String2date: calculate the number of days between two dates (Java)

The test is as follows:

Public long date2date (string sdate1, string sdate2) throws exception {
Simpledateformat SDF = new simpledateformat ("yyyy-mm-dd ");
Date date1 = SDF. parse (sdate1 );
Date date2 = SDF. parse (sdate2 );

Return date2.gettime ()/(24*60*60*1000)-date1.gettime ()/(24*60*60*1000 );
}

@ Test
Public void testdate2date () throws exception {
Long date = date2date ("2012-4-11", "2012-4-23 ");
System. Out. println ("difference:" + date );

}

 

 

 

It turns out that it is not a problem to calculate the date difference between the two time points until one day .... One of the developers I once coached asked me for advice. I didn't think it was very difficult. I tried to use the calendar/gregoriancalendar class for computation. It seems that the code is too complicated and I gave up. I tried for half an hour and finally came up with a sentence and wrote it to him on MSN. At that time, I felt that the road was wild and I could not go to the stage. This sentence is also a concise method to be introduced below.
Later, one of my former colleagues sent an email about the blog published on the Internet. It was interesting to have a good number of java standard libraries. The requirement is very simple: there are two date variables (a, B), how to calculate the number of days between the two?
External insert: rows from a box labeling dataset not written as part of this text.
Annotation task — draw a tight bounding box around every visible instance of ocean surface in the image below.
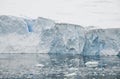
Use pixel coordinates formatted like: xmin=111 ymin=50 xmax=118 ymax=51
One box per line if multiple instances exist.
xmin=0 ymin=53 xmax=120 ymax=79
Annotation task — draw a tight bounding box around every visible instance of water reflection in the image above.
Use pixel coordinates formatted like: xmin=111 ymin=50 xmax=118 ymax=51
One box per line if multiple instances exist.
xmin=0 ymin=54 xmax=120 ymax=79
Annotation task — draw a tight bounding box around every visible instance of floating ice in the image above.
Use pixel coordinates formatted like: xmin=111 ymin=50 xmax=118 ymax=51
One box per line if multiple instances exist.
xmin=85 ymin=61 xmax=99 ymax=67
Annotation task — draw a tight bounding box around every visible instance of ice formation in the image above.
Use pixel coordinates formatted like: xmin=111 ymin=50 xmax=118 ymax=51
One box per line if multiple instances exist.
xmin=0 ymin=15 xmax=120 ymax=56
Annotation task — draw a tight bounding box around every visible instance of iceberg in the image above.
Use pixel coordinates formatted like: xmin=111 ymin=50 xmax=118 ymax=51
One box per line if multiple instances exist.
xmin=0 ymin=15 xmax=120 ymax=57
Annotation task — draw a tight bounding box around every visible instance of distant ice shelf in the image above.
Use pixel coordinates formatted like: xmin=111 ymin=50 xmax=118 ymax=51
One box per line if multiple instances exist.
xmin=0 ymin=15 xmax=120 ymax=56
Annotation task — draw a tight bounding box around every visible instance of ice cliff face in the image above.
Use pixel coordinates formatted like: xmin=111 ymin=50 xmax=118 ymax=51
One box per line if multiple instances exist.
xmin=0 ymin=16 xmax=120 ymax=56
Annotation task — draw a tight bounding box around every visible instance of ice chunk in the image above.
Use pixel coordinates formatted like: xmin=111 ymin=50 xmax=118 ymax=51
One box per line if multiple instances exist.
xmin=85 ymin=61 xmax=99 ymax=67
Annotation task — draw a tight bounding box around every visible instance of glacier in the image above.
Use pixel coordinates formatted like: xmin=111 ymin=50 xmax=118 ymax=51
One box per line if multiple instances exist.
xmin=0 ymin=15 xmax=120 ymax=56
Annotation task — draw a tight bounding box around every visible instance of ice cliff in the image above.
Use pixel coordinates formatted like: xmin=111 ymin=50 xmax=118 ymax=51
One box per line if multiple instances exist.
xmin=0 ymin=15 xmax=120 ymax=56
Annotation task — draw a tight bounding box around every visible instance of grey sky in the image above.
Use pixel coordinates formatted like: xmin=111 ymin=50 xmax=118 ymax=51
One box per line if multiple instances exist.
xmin=0 ymin=0 xmax=120 ymax=28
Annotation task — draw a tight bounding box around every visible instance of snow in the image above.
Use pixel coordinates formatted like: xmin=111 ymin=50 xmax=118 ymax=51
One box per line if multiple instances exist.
xmin=0 ymin=15 xmax=120 ymax=56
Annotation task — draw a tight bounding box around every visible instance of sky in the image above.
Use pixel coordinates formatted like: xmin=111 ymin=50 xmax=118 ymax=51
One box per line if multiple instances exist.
xmin=0 ymin=0 xmax=120 ymax=28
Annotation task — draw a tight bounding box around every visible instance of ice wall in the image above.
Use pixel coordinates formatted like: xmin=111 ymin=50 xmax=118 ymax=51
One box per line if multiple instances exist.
xmin=0 ymin=15 xmax=120 ymax=56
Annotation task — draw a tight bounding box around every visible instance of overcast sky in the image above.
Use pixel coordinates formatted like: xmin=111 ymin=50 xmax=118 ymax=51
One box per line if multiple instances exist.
xmin=0 ymin=0 xmax=120 ymax=28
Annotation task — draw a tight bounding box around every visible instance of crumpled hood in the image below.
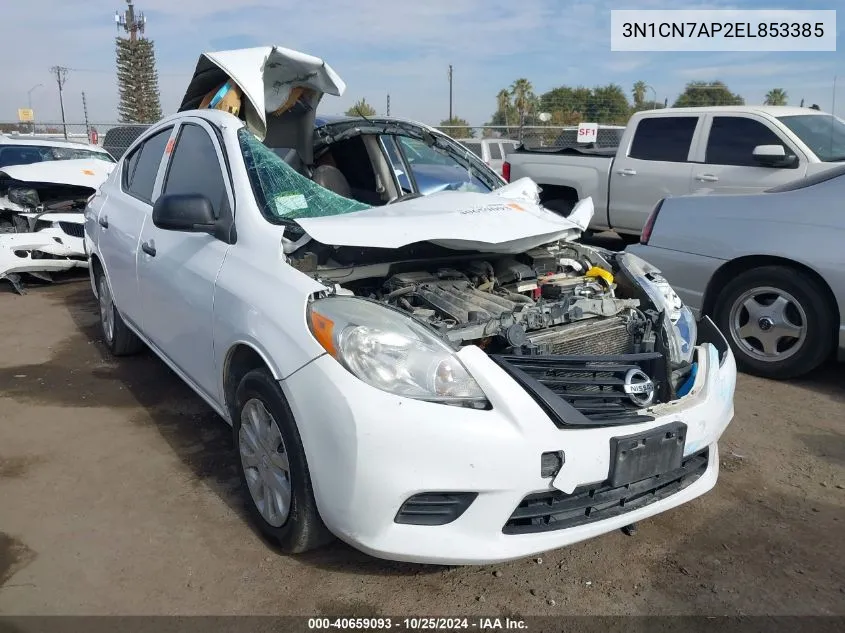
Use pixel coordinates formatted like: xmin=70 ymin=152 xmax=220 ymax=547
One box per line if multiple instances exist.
xmin=0 ymin=158 xmax=115 ymax=193
xmin=296 ymin=178 xmax=594 ymax=253
xmin=179 ymin=46 xmax=346 ymax=140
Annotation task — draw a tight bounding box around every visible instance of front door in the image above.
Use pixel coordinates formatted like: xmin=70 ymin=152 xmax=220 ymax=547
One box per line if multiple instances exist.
xmin=138 ymin=119 xmax=234 ymax=402
xmin=95 ymin=126 xmax=173 ymax=328
xmin=690 ymin=115 xmax=807 ymax=194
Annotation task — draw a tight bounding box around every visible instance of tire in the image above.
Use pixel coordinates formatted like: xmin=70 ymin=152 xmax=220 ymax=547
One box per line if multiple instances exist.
xmin=713 ymin=266 xmax=835 ymax=380
xmin=540 ymin=198 xmax=577 ymax=217
xmin=232 ymin=369 xmax=334 ymax=554
xmin=96 ymin=267 xmax=144 ymax=356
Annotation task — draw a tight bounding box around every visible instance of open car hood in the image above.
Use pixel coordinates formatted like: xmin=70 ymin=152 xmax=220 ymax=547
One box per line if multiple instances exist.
xmin=179 ymin=46 xmax=346 ymax=140
xmin=296 ymin=178 xmax=593 ymax=253
xmin=0 ymin=158 xmax=115 ymax=192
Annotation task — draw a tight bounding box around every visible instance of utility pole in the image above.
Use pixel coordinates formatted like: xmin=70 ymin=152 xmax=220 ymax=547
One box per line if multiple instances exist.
xmin=50 ymin=66 xmax=67 ymax=140
xmin=82 ymin=91 xmax=91 ymax=143
xmin=449 ymin=64 xmax=452 ymax=123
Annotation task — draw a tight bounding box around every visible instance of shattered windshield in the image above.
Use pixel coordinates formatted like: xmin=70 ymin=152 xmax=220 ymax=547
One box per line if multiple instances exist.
xmin=238 ymin=128 xmax=370 ymax=224
xmin=0 ymin=145 xmax=114 ymax=167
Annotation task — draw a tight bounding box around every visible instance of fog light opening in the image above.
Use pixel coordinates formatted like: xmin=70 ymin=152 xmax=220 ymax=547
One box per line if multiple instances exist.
xmin=540 ymin=451 xmax=565 ymax=479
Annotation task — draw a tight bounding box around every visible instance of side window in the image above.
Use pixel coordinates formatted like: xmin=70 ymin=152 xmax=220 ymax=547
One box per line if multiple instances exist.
xmin=163 ymin=123 xmax=229 ymax=218
xmin=704 ymin=116 xmax=790 ymax=167
xmin=381 ymin=136 xmax=414 ymax=193
xmin=458 ymin=141 xmax=483 ymax=158
xmin=396 ymin=136 xmax=490 ymax=195
xmin=628 ymin=116 xmax=698 ymax=163
xmin=123 ymin=128 xmax=173 ymax=204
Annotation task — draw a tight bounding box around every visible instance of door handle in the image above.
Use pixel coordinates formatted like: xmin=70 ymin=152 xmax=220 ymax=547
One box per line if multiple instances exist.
xmin=141 ymin=240 xmax=155 ymax=257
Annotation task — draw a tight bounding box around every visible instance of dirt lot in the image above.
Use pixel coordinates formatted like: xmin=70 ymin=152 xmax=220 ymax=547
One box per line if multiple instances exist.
xmin=0 ymin=280 xmax=845 ymax=616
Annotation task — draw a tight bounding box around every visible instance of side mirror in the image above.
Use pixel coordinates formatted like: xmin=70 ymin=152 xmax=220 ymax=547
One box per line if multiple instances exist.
xmin=751 ymin=145 xmax=798 ymax=167
xmin=153 ymin=193 xmax=217 ymax=233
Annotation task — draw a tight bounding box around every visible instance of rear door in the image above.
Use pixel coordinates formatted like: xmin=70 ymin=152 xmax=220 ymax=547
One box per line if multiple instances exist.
xmin=96 ymin=126 xmax=174 ymax=328
xmin=608 ymin=114 xmax=704 ymax=233
xmin=138 ymin=119 xmax=234 ymax=401
xmin=690 ymin=114 xmax=807 ymax=193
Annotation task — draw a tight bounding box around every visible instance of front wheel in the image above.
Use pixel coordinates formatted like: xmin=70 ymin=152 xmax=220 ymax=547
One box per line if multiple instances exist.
xmin=714 ymin=266 xmax=834 ymax=379
xmin=233 ymin=369 xmax=332 ymax=554
xmin=96 ymin=269 xmax=144 ymax=356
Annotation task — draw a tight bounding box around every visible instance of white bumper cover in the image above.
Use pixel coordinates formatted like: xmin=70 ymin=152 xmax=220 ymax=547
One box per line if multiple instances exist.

Do you have a simple solution? (According to this cool man, it is still very troublesome)
After reading Daniel's method, I secretly thought: Since the java standard library cannot be solved, isn't my method very simple ?! My confidence is soaring.

====
My method:

Public long differ (date date1, date date2)
...{
// Return date1.gettime ()/(24x60*60*1000)-date2.gettime ()/(24x60*60*1000 );
Return date2.gettime ()/86400000-date1.gettime ()/86400000; // use the immediate number to reduce the overhead of multiplication calculation
}

 

Problem Analysis: Calculate the date difference. The important part is the date part of the time object, which has nothing to do with the time, minute, and second. Therefore, the key to the problem is to filter out the hour, minute, and second, and retain the date part. The dry low-pass filter filters out high-frequency clutter and retains low-frequency signals.
Solution: the number of seconds in a day is 24*60*60*1000 = 86400000 = senconds. The time object date1.gettime () is the number of seconds since, January 1, January 1, 1970. You can use it to remove seconds and get the number of days since January 1, January 1, 1970. Note that the division symbol is used here, and the time is filtered out in seconds. Perform the same operation on date2 to get the number of days of date2. The number of days of date2 minus the number of days of date1. The result is the date difference.
For example, assume that date1 is equal to January 1, January 5, 1970, and date2 is equal to January 1, January 6, 1970. The result of date1 division by seconds is 4, the result of date2 division by seconds is 5, and the difference between date2 and date1 is 5-4 = 1 day, which is consistent with our expectation.

====
My colleague kun gave the method: Get the milliseconds subtraction of the two, and then/24/60/60.
This method should be incorrect. Because the seconds are subtracted, the time difference between the two is obtained, and the time and second are not filtered out.
Calculation Result: As shown in the preceding example, date2.gettime ()-date1.gettime () is equal to the number of seconds equivalent to 23 hours. The result is 0 days, does not match the expected 1 day.
The difference between the Kun method and the correct method is: first do subtraction, or first do division.

====
Methods found by colleagues on the Internet:

Simpledateformat myformatter = new simpledateformat ("yyyy-mm-dd ");
Java. util. Date = myformatter. parse ("2003-05-1 ");
Java. util. Date mydate = myformatter. parse ("1899-12-30 ");
Long day = (date. gettime ()-mydate. gettime ()/(24*60*60*1000 );
Out. println (day );

The result should be correct, and there is no time/second at all. The time/second method is equivalent to the Kun method. However, it may be difficult to use it, because you must obtain the date of the string before using it.

====
Finally, let's take a look at Daniel's methods:
Daniel blog address: http://blog.csdn.net/rmartin/archive/2006/12/22/1452867.aspx

Private int daysbetween (date now, date returndate )...{
Calendar cnow = calendar. getinstance ();
Calendar creturndate = calendar. getinstance ();
Cnow. settime (now );
Creturndate. settime (returndate );
Settimetomidnight (cnow );
Settimetomidnight (creturndate );
Long todayms = cnow. gettimeinmillis ();
Long returnms = creturndate. gettimeinmillis ();
Long intervalms = todayms-returnms;
Return millisecondstodays (intervalms );
}

Private int millisecondstodays (long intervalms )...{
Return (INT) (intervalms/(1000*86400 ));
}

Private void settimetomidnight (calendar )...{
Calendar. Set (calendar. hour_of_day, 0 );
Calendar. Set (calendar. Minute, 0 );
Calendar. Set (calendar. Second, 0 );
}

 

It looks complicated. I have never verified it. It should be correct!